Little Heartbreakers

Monday I was taking roll in one of my classes, knowing that this would be my last class with these particular students. Everyday at the beginning of each class I'd always ask each student how they were feeling. The typical answers were, "I'm fine, I'm happy, I'm tired, I'm hungry". But Monday the third student I asked said, "I'm sad." Now whenever my kids say they are sad, bad, or angry I always ask why. So I asked why she was sad and she said, "Because Rebecca teacher go to America on Wednesday." And my heart melted and broke at the same time. My eyes welled up with tears. The remaining 9 kids in the class all proceeded to tell me they were sad when asked how they were feeling that day. It was all I could do to hold back my tears.

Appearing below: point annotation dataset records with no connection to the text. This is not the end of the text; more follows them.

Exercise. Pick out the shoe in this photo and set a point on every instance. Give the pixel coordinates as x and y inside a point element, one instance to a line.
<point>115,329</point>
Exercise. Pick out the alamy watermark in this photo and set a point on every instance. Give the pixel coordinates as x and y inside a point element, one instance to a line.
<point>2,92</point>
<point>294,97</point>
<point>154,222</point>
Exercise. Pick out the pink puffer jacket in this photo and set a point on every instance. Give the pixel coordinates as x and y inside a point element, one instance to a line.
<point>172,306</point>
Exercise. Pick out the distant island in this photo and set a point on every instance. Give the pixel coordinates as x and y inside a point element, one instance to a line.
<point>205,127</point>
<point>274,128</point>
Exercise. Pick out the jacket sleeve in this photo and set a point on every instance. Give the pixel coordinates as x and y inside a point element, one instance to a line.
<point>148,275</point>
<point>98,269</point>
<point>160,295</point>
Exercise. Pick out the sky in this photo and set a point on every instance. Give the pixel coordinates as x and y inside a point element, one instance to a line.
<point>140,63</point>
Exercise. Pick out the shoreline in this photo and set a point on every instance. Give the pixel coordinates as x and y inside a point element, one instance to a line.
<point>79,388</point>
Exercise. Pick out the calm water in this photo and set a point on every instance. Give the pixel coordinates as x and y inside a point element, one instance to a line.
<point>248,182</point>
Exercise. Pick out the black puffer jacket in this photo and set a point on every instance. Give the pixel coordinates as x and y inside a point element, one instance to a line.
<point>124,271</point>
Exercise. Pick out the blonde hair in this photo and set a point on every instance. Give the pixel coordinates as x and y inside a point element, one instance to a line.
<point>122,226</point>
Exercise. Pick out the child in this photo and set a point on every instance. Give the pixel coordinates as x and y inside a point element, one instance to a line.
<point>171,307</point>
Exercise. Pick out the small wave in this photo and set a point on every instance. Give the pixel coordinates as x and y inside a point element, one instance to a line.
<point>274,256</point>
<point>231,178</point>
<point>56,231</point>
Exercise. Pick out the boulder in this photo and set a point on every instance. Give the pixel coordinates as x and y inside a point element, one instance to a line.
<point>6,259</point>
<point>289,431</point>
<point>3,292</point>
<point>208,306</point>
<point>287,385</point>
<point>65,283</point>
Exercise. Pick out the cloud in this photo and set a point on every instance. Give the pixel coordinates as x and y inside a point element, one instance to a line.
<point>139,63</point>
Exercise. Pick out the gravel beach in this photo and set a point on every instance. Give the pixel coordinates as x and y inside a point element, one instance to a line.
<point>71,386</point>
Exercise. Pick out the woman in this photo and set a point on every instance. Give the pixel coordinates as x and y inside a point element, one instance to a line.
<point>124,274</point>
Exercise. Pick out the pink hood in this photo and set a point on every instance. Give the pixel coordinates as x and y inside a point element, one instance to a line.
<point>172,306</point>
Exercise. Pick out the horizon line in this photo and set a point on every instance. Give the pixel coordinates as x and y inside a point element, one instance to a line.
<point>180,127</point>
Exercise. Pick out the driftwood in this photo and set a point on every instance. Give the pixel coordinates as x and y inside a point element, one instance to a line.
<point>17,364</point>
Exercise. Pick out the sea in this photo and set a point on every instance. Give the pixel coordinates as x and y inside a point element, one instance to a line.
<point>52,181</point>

It was bittersweet saying goodbye. My students each let me know in their own special way that I matter to them. To know that I've made a difference in their lives is a satisfying feeling. To know that they care enough about me to tell me they'll miss me makes me feel special and honored. It means I've done my job. I've tried so hard to listen, to love, to care, to teach, to empower, to encourage, and to praise. So many times I've wondered if I was doing a good job. It hasn't always been easy but in those last few days with my kids, I was reminded that the struggle and effort was well worth it. Such precious children, they are. They made my heart grow bigger. What a gift. I already miss them so much. I'll probably never see them again but they will always be in my memory and my heart will soften each time I think of them. If only they knew how much I love them.